Re: Proposal: 6NF
Date: 14 Oct 2006 02:59:27 -0700
Message-ID: <1160819966.865052.123830_at_b28g2000cwb.googlegroups.com>
vc wrote:
> Jan Hidders wrote:
> > vc wrote:
> > > Jan Hidders wrote:
> > > > vc wrote:
> > > > >
> > > > > More interestingly, why bother with a trivial fact that Z may be
> > > > > [considered] a subset of R in whatever sense ?
> > > >
> > > > Because you want a simple formalization of subtyping a la Cardelli and
> > > > Wegner where subtyping coincides with being a subset. It means that the
> > > > meanig of the + operation in (a + b) can be considered independent of
> > > > the type of a and b.
> > >
> > > RIght, but my understanding of the OOP stuff leads me to believe that
> > > a subtype should '"inherit" its type operations. If so, assuming R is
> > > our base type, what do we do about division in Z (regarded as an R
> > > subtype) ;) ?
> >
> > Call it integer division to distinguish it from the real division? :-)
>
> Whatever you define as "integer division" cannot be claimed to be the
> division as understood in elementary arithmetic, as well as in abstract
> algebra, and therefore to be "inheritable" from R-division as I imagine
> it should be in the OOP sense of the word. In simpler terms, Z ain't
> a field while R is.
Ah, right, I see your problem. Your reasoning is: (1) there is a division for R and (2) Z is a subtype of R so (3) there must be some inherited division for Z, but (4) Z is not closed under division. What gives?

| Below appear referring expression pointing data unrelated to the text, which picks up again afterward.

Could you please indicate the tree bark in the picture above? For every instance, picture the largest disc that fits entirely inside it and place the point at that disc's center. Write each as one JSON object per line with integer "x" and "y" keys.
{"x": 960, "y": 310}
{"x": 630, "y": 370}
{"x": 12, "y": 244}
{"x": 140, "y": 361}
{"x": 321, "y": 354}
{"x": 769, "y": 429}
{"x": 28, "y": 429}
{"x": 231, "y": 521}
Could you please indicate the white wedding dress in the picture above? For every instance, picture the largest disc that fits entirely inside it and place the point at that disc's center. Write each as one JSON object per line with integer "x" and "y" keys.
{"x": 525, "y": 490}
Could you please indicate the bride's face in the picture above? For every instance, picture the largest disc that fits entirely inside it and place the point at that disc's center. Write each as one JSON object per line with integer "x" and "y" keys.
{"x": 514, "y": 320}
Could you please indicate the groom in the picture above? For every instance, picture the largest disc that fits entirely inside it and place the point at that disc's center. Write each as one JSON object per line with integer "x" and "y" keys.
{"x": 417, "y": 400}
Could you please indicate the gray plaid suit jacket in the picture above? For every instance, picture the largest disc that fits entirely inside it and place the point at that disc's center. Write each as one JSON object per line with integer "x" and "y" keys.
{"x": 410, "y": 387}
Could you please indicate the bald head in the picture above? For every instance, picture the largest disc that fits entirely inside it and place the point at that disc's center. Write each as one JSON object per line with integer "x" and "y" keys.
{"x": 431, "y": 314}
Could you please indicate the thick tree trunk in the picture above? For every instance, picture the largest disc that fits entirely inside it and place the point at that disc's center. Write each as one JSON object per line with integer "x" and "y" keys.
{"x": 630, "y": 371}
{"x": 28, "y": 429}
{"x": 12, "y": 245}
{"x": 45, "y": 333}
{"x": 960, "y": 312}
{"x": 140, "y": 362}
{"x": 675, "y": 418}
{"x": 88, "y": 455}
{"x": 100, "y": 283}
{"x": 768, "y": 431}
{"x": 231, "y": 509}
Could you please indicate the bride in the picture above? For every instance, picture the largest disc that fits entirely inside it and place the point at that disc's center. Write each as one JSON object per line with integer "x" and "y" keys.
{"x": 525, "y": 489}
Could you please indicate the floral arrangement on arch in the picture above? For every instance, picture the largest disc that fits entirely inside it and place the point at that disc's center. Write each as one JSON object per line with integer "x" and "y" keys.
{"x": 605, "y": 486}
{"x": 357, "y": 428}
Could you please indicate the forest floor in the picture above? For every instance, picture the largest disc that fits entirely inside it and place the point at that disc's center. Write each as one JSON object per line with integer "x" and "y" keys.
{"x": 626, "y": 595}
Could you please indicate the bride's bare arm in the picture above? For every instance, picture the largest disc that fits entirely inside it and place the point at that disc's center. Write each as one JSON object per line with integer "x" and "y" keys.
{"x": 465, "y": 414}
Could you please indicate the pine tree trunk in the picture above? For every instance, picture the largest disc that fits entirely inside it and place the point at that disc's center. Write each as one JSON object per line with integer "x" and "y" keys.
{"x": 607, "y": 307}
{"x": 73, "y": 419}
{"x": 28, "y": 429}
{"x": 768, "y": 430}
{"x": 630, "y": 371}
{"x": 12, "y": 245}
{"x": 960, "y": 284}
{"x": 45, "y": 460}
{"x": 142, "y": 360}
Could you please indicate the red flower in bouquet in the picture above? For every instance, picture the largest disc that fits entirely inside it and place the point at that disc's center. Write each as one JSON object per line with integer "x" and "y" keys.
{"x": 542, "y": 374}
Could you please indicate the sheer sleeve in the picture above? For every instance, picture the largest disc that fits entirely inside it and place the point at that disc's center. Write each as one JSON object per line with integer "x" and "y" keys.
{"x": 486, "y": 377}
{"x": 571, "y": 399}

Why is that so? In order to allow Z to be a subtype of R in a database universe we only need to be able to injectively map the elements of Z to elements of R such that it is a homomorphism for presumed identical operations. The latter means for example that if f : Z -> R is the mapping and +_R the real addition and +_Z the integer addtion then it should hold that f(a) +_R f(b) = f(a +Z b). Why is that sufficient? If this holds then we can define a two-sorted algebra that combines the two algebras and their operations such that Z is subset of R. You see that the division for R can then also be used for Z since it has type RxR->R and Z is a subset of R. So, in that sense, it is then "inherited" by Z.
- Jan Hidders